The Enigma of Arrival Background

The Enigma of Arrival Background

The Enigma of Arrival is a 1987 semi-autobiographical novel by V. S. Naipaul. The story tells of a young man from Trinidad who makes his way to England, and the novel thus encompasses themes related to the post-colonialism and imperialistic impact of British society on a writer. That writer has been determined to be quite clearly a thinly fictionalized version of Naipaul himself.

For instance, when the protagonist of The Enigma of Arrival arrives in the village of Wiltshire, the novel that he is working bears a strong similarity to the Naipaul’s own 1971 work, In a Free State. That book would go on to earn Naipaul the prestigious Booker Prize and solidify his reputation as one of the major writers of the latter half of the 20th century.
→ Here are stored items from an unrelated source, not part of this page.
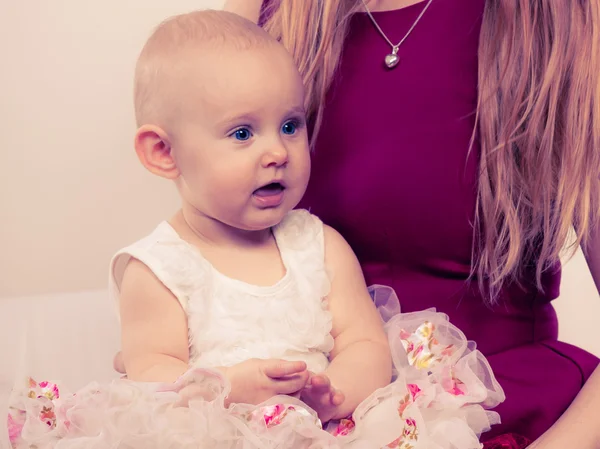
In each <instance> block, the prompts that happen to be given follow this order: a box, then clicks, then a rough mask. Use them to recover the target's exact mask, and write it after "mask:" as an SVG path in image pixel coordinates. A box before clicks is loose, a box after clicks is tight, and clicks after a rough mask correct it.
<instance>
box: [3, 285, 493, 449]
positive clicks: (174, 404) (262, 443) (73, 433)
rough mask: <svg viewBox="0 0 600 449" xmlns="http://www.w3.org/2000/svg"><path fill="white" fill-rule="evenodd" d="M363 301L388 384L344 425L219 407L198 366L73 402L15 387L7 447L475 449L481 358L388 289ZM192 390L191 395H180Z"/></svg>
mask: <svg viewBox="0 0 600 449" xmlns="http://www.w3.org/2000/svg"><path fill="white" fill-rule="evenodd" d="M371 294H372V296H373V298H374V300H375V302H376V304H377V306H378V309H379V311H380V314H381V316H382V319H383V321H384V323H385V330H386V332H387V335H388V338H389V343H390V347H391V350H392V357H393V362H394V376H393V381H392V382H391V383H390V384H389V385H388V386H386V387H384V388H381V389H379V390H377V391H375V392H374V393H373V394H371V395H370V396H369V397H368V398H366V399H365V400H364V401H363V402H362V403H361V404H360V405H359V406H358V407H357V408H356V410H355V412H354V414H353V415H352V416H351V417H348V419H343V420H340V421H335V422H330V423H327V424H326V425H323V424H322V423H321V422H320V421H319V419H318V417H317V415H316V413H315V412H314V411H313V410H311V409H310V408H309V407H307V406H306V405H305V404H304V403H303V402H301V401H300V400H298V399H295V398H292V397H289V396H277V397H274V398H271V399H270V400H269V401H267V402H265V403H263V404H260V405H247V404H235V405H232V406H230V407H225V406H224V403H225V398H226V396H227V394H228V392H229V385H228V384H227V381H226V380H225V379H224V378H223V377H222V376H221V375H220V374H219V372H217V371H213V370H211V369H204V368H196V369H192V370H190V371H189V372H188V373H186V374H185V375H184V376H182V378H181V379H179V380H178V381H177V382H176V383H174V384H168V385H165V384H151V383H138V382H132V381H129V380H126V379H122V380H117V381H114V382H112V383H109V384H97V383H92V384H89V385H88V386H86V387H85V388H83V389H81V390H79V391H77V392H76V393H75V394H70V393H68V392H66V391H63V389H62V388H59V386H58V385H56V384H54V383H49V382H39V383H38V382H36V381H34V380H33V379H27V381H26V382H24V384H23V385H22V386H21V388H16V389H15V391H14V392H13V396H12V400H11V408H10V410H9V415H8V430H9V437H10V440H11V443H12V445H13V447H14V448H17V449H21V448H32V447H34V448H36V449H199V448H210V449H275V448H306V449H309V448H310V449H320V448H352V449H363V448H373V449H379V448H384V447H386V448H398V449H478V448H480V447H481V444H480V442H479V436H480V435H481V433H482V432H485V431H486V430H489V428H490V427H491V426H492V425H493V424H496V423H498V422H499V417H498V415H497V414H496V413H495V412H492V411H489V410H490V409H492V408H493V407H495V406H496V405H498V404H499V403H500V402H502V401H503V400H504V393H503V391H502V388H501V387H500V385H499V384H498V383H497V382H496V380H495V378H494V375H493V373H492V371H491V369H490V366H489V364H488V363H487V361H486V359H485V358H484V357H483V355H482V354H481V353H480V352H479V351H477V350H476V349H475V344H474V343H473V342H469V341H467V339H466V338H465V336H464V334H463V333H462V332H461V331H460V330H459V329H457V328H456V327H454V326H453V325H452V324H451V323H449V322H448V318H447V316H446V315H443V314H440V313H436V312H435V311H433V310H427V311H422V312H417V313H409V314H400V313H399V307H398V305H397V304H398V302H397V301H398V300H397V298H396V296H395V294H394V293H393V291H392V290H391V289H389V288H386V287H373V288H371ZM192 384H194V386H195V388H194V390H195V391H196V392H198V391H201V393H197V394H196V395H195V396H194V397H193V398H186V397H184V396H185V392H186V391H189V389H187V388H186V387H187V386H189V385H192Z"/></svg>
Many academic studies of Naipaul’s fiction have noted that the writing he was actually doing during the period covered fictionally in The Enigma of Arrival (roughly the quarter-century between 1950 and 1985) is among his darkest and most tonally intense, his recollection of that period as a semi-autobiographical recreation is notably lighter and lacking the bleak lack of hope. A return visit to the period of fecundity which would produce many of the masterworks responsible for his eventually winning the Nobel Prize for Literature is thus able to be presented from different perspective while ensuring the original outlook remains fully intact.